Well I wasn't expecting to be getting that today and by the look of Oli's recent outburst this could be the cause. I guess I wont know unless I ask, I just hope this doesn't piss him off again. I walk back towards the couch and sit down next to Oli, I gaze into his eyes trying to work out what he's thinking but he has a blank expression and he's facing the TV. When he notices me watching him he looks at me with his eyebrows furrowed in confusion, I blush and look away. I hate it when he notices me looking at him, I get really embarrassed because I still love him a lot. He tilts my chin to look up at him with a glimmer of amusement in his eyes, I give him a small,awkward smile and he simply chuckles. "Why are you laughing at me?" I whine, "Why were you looking at me, like what you see" If its possible I turn a brighter shade of red at his comment. "Uh I was just Uh... Nevermind" I sigh, I move my head and look down at my hands. "No come on babe" He urges me on and I know he will just get it out of me eventually so I just give up and tell him. "Well, I got an e-mail today..." I start, I look up at him and notice he is telling me to go on. I sigh "Well I want us to go somewhere together or just me if you don't want to" I mumble but he hears me "And where is this exactly" he questions "High school reunion" I whisper, his eyes go wide as he hears what I say. He is trying to keep a cool exterior but I can see in the inside he's freaking out, I wonder why? "I don't know Kellin, what if Vic goes?" He says smoothly like he is trying to use me to get out of it, which he probably is. "What if Vic goes?" I ask, I mean yeah he was my crush but we only ever kissed once and even though it was a good kiss nothing ever happened. We never spoke after he found out I had feelings for him because I blurted it out after we kissed. I'm an honest drunk I couldn't help it but he thought it would lead to more and he was popular so coming out as gay was a nightmare for him.
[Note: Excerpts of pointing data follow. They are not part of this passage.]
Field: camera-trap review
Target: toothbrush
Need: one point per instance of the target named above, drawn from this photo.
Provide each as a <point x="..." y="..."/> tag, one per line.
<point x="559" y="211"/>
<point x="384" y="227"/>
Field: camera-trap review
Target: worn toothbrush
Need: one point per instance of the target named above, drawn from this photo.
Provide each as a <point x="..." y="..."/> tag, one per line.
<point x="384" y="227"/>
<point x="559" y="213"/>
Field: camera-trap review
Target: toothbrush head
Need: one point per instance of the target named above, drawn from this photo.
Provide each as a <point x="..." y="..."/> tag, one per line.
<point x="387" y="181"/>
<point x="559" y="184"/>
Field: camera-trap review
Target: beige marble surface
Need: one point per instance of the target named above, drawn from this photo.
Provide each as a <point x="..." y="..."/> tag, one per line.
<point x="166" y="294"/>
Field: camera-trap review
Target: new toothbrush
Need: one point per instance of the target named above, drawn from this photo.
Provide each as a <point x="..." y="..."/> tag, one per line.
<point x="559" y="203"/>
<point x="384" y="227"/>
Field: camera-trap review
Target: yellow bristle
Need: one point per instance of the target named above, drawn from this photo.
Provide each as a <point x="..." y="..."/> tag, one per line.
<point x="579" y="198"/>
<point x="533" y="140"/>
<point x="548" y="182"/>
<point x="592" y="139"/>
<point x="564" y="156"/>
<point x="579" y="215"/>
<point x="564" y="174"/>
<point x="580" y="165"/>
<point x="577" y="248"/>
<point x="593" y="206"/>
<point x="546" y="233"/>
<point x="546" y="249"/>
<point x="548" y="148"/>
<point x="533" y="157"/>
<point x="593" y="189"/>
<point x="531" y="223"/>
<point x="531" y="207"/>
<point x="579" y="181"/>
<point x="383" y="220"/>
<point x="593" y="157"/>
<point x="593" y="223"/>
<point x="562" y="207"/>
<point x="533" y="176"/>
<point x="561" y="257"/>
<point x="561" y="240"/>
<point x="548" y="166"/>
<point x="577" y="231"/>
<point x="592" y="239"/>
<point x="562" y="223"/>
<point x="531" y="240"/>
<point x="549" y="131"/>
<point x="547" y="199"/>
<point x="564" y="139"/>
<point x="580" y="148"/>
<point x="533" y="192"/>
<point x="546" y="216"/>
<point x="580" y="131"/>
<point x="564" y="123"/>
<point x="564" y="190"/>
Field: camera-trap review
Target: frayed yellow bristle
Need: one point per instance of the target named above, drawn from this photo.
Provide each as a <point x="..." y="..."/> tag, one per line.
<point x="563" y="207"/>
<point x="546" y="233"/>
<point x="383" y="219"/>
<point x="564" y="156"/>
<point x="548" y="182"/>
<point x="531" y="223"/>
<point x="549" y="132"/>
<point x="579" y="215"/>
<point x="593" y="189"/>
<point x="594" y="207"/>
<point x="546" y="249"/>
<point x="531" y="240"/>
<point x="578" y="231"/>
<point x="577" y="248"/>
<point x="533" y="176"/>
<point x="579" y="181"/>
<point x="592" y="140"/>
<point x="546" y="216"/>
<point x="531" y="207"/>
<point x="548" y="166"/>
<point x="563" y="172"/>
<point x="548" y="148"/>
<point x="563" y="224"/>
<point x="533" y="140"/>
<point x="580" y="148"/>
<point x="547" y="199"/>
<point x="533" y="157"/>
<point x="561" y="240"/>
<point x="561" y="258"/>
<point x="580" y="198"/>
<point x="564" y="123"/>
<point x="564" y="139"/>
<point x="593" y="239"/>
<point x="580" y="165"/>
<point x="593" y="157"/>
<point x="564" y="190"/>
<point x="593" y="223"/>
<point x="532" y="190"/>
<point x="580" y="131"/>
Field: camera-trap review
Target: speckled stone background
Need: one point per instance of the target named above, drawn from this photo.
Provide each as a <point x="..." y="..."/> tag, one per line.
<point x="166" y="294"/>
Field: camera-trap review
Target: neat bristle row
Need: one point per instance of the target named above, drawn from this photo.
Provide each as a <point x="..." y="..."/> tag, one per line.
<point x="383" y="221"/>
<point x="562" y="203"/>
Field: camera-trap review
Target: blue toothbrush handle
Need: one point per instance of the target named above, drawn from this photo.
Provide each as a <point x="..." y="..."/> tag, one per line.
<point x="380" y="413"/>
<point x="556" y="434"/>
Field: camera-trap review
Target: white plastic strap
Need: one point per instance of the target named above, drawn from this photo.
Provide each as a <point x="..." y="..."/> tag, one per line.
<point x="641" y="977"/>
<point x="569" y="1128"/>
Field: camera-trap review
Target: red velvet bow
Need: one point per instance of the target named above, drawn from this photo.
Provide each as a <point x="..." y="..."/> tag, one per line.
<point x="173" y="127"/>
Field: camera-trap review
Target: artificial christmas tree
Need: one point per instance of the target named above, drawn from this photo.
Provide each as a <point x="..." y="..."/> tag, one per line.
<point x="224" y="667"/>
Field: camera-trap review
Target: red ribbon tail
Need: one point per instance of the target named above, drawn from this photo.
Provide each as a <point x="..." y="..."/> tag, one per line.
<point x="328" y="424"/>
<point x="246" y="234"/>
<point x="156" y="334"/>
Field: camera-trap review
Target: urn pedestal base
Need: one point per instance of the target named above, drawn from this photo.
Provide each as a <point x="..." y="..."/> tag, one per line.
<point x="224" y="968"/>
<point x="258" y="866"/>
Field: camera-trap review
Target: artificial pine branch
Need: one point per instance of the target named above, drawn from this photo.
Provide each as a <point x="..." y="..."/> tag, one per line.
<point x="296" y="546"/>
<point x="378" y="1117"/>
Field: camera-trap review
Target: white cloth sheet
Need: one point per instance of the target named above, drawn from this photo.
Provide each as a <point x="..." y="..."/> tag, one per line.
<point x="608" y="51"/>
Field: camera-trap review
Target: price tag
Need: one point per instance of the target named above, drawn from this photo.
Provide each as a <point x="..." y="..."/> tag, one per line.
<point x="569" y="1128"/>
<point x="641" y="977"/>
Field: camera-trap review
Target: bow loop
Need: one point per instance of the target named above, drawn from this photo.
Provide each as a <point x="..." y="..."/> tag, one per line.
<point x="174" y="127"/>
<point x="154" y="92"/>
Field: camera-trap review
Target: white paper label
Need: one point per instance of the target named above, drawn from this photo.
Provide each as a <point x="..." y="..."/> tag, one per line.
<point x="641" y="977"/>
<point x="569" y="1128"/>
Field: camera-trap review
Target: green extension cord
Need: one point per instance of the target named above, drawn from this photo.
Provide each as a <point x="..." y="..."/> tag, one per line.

"I'm just worried what if you leave me for him. I can't live without you Kellbear" I giggle at the nickname and then kiss him softly. "Now why would I do that" I question, of course I wouldn't leave. What if Vic left me then where would I go because I'm sure Oli would be fucking somebody knew within minutes of me being gone. "He just sighs "I don't know Kells because I'm a pretty shit boyfriend I beat you senseless" He tense when he says that because he never admitted to doing anything bad. "Just don't do it again and I won't leave but please go to the reunion with me" I beg "What if Vic..." I cut him off "Then you come with me and then he'll know who I belong with" I reason, he sighs and I know he'll give in soon "Anything for you" he replies, I smile the biggest smile ever. It has been a long time since the smile has reached my eyes and been genuine. Now all I have to worry about is Oli. I can't go there if I have bruises and I think he knows that so I could be happy for a long time.

Me and Oli go to bed after that night and we curl up together under the covers, his arm draped over my stomach, making me feel safe. I snuggle further into him and rest my head on his chest to which he wraps his arm tighter around me. I smile, maybe things are getting better and Oli will change. I at least hope that's the case because I don't think I could last much longer. I have lived with Oli for 2 years and been abused for 1 1/2 years which is a long time I know but it's also long enough to become immune to it. Tomorrow is a new day and hopefully a new Oli.